"There has to be a coming together, based on the Californian experience which greatly exceeded everyone's expectations," says Linda Roberts, special adviser on educational technology to the US Department of Education. "It was very significant. What happened even before NetDay was important because there was planning in the schools. The teachers and students talked about what they wanted to use the technology for and where the connections were needed. In many instances, the schools were motivated to get additional hardware. The students got excited, the educators got involved and the businesses really came forward in record numbers.
"The plan right now is to hold NetDays on every Saturday in October, to use October as the month for NetDays all across the country. That will certainly contribute to getting schools connected."
According to a survey published this spring, 50 per cent of US schools are now connected to the international networks (it was 35 per cent in 1994). But the survey also confirmed the anticipated gap between the better-off schools and the disadvantaged ones. Sixty-two per cent of the former are connected but only 31 per cent of the latter. There was also an expected disparity between secondary and elementary schools (65 per cent to 46 per cent).
"The survey shows that we have really made tremendous progress in one year, " says Roberts, who started her career as an elementary school teacher and was once named an "educator of the decade" by an IT magazine. "But our goal is to connect every classroom, and to start by connecting every school, and we want to do this by the turn of the century. We sense that this goal, one of four goals that the administration has articulated for technology, is the most do-able. The second goal - it isn't enough to build the infrastructure - is that teachers have to be able to use these resources well and effectively. "

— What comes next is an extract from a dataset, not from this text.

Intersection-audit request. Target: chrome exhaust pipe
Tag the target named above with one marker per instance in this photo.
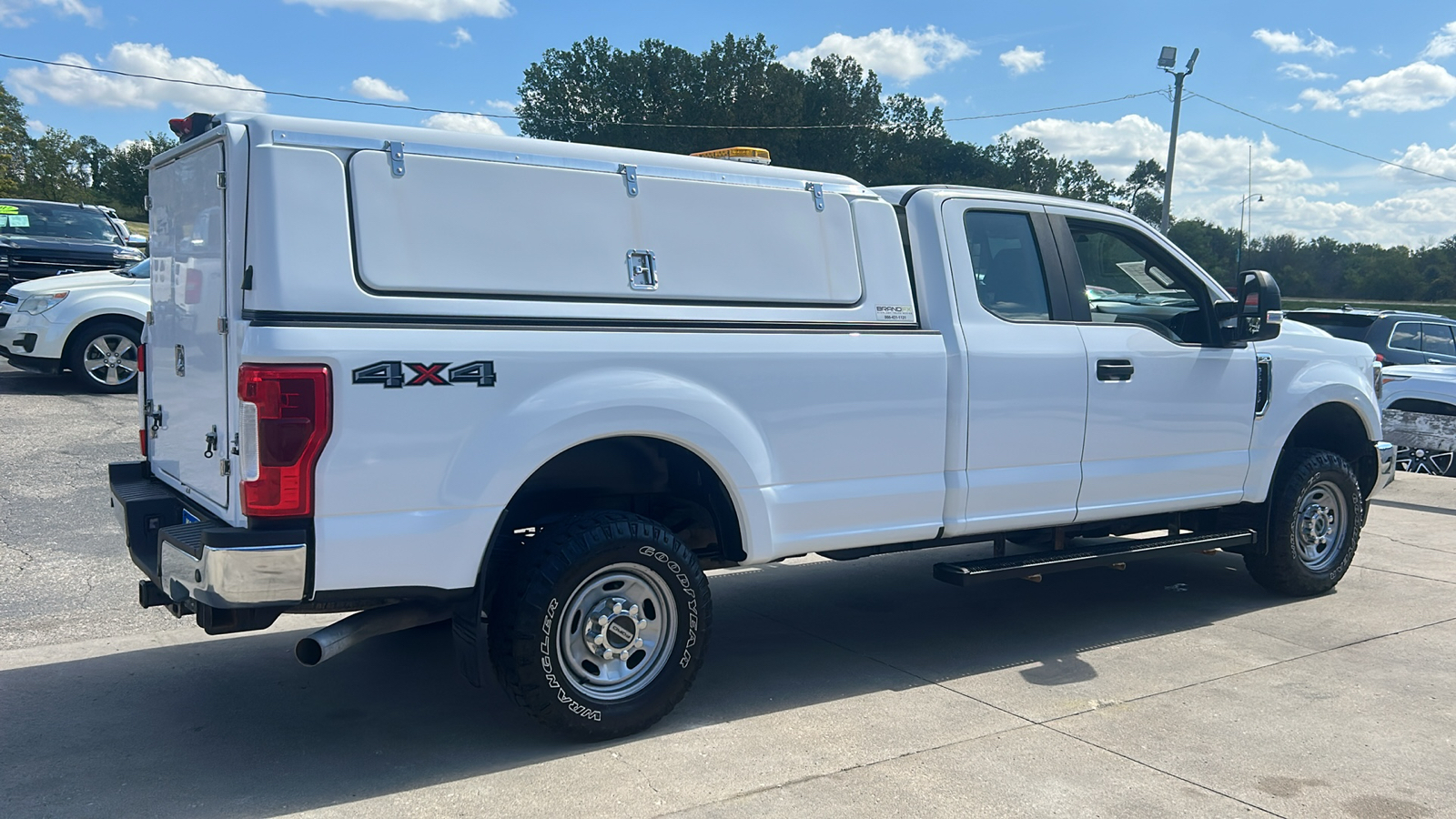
(359, 627)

What was particularly encouraging in the survey, she says, was that three quarters of the schools without access say they will connect.
The key to successful national connection is partnerships in which individual states play a central role. Around 47 of them are using federal funds to assess technology needs and plan major projects. For example, Ohio has budgeted to connect all its schools - and put multimedia machines in the poorer schools - by the year 2000.

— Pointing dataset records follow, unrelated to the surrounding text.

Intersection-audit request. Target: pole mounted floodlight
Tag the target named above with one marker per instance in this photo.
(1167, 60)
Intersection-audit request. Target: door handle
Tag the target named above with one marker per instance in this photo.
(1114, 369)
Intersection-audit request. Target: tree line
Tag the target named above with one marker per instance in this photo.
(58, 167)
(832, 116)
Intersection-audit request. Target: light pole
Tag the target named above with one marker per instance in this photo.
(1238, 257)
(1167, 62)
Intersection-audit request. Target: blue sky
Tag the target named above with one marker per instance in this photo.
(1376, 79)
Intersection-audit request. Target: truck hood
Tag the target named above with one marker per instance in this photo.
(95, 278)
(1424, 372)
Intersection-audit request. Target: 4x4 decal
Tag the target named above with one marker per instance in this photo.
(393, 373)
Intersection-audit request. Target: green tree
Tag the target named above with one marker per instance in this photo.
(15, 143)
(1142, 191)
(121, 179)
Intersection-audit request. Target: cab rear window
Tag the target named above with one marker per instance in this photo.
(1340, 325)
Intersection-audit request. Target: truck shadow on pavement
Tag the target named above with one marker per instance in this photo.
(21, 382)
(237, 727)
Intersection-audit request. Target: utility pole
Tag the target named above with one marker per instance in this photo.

"So you combine the forces of state money, state leadership, local initiatives and the private sector interest in being good partners," says Roberts. "The critical question is, what about the communities where the needs are the greatest and where the resources are most constrained? Here we are working with the Vice-President's office to focus specifically on schools in the empowerment zones [poorer areas being targeted by the Government], to get them connected and get that technology and training."
The impact of the recent Telecommunications Bill, with its call for universal service, has probably not yet had time to work through, she says. "I think Congress made its intentions very clear. They want to see our schools and our libraries connected to the information superhighway, and they have specifically requested a mechanism for getting schools affordable rates for a long-term service."
The private sector is also seen as a major player, one with a long-term self-interest. "If the telephone and cable companies take the long view, what has to be absolutely clear to them is that they are not only ensuring their long-term market, they are also contributing to improving the quality of education in this country. If I was a regional telephone or major cable company, I would be thinking what I could do to help teachers learn about technology and use it in their teaching because, if we help teachers, we are creating the demand for the next generation of tools and services that we could deliver."
Support for teachers is regarded as a crucial element in the superhighway equation. Linda Roberts identified a "quorum" of technology-literate teachers - "I meet them in every single school district I visit" - representing about 10 per cent of all teachers. The challenge is getting to the other 90 per cent, while about 30 per cent of teachers are knowledgeable but not confident. "I think we have to adopt a two-fold strategy. First of all, we must get to the teachers who are not yet in schools, those who are in training right now. " Accreditation organisations are already working on new IT requirements for trainee teachers, and about 18 states now require IT standards for certification.
School districts themselves (like local education authorities) are also increasing IT support, some using teaching time, and expert teachers as mentors for their colleagues. Training is offered during the summer, with local workshops by community colleges and universities and support from local businesses and IT suppliers.
"The most exciting opportunity we have is to help teachers once schools are on line. Once teachers have computers on their desks and a connection to the world outside, what's to stop us using the technology itself to help teachers find the most promising practice and the most effective models and to talk about their needs with colleagues around the country?
"We have already seen in the Department of Education's World Wide Web site and in on-line discussions how powerful this network of networks can be to support professional development for teachers."
The department was already working on a Web listing of summer schools and training for teachers across the US. It is also working with other departments to stimulate progress. One programme, of Challenge grants for innovative educational technology, will support 19 five-year projects this year and a further 20 next year. "This is real venture capital," says Roberts. "It's not large but it's important."
Meanwhile, the National Centre for Education Statistics will continue to conduct regular surveys for the Department of Education. "Our plan is to continue to track on an annual basis the progress we are making. I would expect that once again we will continue to see real progress being made because, quite frankly, the schools want to get on-line."
"I would argue that, under the right conditions, we really have the chance this time around to go beyond what I would describe as the minimalist curriculum that textbooks offer. It's a real challenge, but I cannot think of a more exciting time to be in education than now."